About a month into our ninety-day squatter venture, Mom planned a July Fourth picnic as a thank-you to all who had helped us. People started arriving at noon and stayed until late in the evening. We cooked hamburgers and hot dogs on an open-pit fire. Friends brought fat yellow onions and red and white radishes, boiled potatoes and stalks of celery. There were plates of deviled eggs, jars of sweet and dill pickles, and several muskmel
ons. Mom made her potato salad with fresh handmade mayonnaise and a sprinkle of cayenne pepper that I could smell over the onions and radishes. Throughout the day we ate and laughed, sitting in a circle on folding lawn chairs and blankets. Stories floated back and forth. Oneida words mingled with English words. The tales seemed to enlarge themselves with each new storyteller. Some of the older people gave accounts of young Oneida Indians who joined the Marines or the Army and went off to war and died in battle somewhere in the front lines on D-Day or in the Korean War. They told about military funerals and twenty-one-gun salutes and mothers who received American flags and letters from war officials. The elders named those Oneida warriors one by one, along with the names of the foreign places where they had died.
One of the named was Oliver Bernard Beechtree, who on October 24, 1952, had sent a telegram to the Oneida drug store from Japan telling my mother that he was outbound for Korea and would send her his address as soon as he could. Oliver had been Mom’s closest friend. If he had returned from the war as planned, they might have married and started a new life together. During the naming, when Mom heard Oliver’s name, she closed her eyes as if to hold back the tears that began to flow down the soft lines of her face. She brushed a few tears away at first, but then just let them fall. When the elders finished, everybody sat still and said nothing. Several minutes later one of the elders spoke an Oneida prayer and then started to sing a chant. Then after a while the stories began to flow once more and the people wiped their tears and laughed again.

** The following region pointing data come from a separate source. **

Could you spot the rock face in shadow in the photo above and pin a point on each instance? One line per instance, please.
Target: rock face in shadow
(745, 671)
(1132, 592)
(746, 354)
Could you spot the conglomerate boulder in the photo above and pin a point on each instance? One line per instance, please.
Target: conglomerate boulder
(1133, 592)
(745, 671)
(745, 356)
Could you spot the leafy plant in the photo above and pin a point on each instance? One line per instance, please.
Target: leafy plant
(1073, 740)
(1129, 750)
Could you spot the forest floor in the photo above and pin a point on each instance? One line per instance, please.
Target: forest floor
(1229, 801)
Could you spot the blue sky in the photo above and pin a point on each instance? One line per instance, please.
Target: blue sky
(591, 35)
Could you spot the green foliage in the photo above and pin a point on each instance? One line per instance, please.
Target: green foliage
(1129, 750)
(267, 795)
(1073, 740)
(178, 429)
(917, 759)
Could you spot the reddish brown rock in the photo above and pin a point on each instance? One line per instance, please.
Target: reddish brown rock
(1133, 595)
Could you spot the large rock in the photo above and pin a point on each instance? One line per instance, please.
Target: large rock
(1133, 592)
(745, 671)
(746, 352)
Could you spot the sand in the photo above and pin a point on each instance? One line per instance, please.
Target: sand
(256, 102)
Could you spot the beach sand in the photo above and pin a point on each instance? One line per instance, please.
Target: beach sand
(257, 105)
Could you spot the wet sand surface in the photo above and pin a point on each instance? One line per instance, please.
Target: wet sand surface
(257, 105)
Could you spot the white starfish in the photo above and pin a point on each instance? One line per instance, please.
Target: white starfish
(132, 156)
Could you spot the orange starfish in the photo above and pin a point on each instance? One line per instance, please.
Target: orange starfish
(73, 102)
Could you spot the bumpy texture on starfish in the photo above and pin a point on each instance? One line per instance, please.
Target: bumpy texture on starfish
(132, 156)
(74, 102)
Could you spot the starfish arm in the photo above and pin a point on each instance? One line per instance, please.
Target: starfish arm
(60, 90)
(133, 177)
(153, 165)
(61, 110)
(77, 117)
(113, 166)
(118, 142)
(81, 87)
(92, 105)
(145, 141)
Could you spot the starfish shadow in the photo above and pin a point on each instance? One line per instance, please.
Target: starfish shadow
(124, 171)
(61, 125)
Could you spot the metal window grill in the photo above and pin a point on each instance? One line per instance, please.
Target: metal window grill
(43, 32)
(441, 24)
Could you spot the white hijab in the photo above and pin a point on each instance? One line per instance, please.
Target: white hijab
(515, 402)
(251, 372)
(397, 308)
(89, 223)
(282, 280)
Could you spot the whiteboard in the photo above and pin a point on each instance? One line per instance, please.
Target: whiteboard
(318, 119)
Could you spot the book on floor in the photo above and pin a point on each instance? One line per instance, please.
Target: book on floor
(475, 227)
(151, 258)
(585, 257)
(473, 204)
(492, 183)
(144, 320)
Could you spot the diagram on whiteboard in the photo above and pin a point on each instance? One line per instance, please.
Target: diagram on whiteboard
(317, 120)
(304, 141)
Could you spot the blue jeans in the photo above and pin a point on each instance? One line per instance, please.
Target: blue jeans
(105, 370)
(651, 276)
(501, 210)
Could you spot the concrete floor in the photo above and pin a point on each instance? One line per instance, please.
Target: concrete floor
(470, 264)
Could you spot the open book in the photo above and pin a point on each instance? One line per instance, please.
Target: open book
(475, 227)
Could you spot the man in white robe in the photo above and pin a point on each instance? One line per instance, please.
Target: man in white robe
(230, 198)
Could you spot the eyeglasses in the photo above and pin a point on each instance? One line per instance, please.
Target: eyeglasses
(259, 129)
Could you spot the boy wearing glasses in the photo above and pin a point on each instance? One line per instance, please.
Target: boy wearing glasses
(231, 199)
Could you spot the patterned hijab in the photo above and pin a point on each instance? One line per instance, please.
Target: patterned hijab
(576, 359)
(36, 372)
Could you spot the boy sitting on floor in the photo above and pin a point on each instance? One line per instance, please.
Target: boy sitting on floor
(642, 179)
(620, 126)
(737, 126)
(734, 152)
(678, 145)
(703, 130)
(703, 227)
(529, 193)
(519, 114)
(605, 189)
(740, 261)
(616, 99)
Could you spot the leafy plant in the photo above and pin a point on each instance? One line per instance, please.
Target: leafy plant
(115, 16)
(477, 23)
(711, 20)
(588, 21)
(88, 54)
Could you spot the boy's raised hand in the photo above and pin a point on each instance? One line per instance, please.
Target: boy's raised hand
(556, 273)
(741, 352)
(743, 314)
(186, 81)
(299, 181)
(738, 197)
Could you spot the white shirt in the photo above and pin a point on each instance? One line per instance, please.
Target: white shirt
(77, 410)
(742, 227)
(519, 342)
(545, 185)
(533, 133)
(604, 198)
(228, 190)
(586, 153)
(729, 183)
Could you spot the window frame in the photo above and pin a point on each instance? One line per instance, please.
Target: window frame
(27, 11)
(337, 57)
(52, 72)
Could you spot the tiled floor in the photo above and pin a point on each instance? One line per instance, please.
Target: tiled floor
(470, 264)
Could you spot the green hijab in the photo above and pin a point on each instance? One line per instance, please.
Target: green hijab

The trip back home to Oneida had been somewhat confusing for me. An adventure for sure, but I also sensed that we lived from day to day never really knowing when and where we would settle, never completely understanding who we were or where we were going. We had arrived at a tribal place of belonging, but I didn’t know, and it seemed Mom didn’t know, what that belonging meant or how we fit in. When I heard those old Oneida people talk and laugh, I could see that they all belonged together and it made me want the richness that they shared: laughter and food and stories and smoke. I saw and felt the special respect and honor they held for their warriors and for themselves. And it felt good—that rich bond of culture and history and family that connected us all.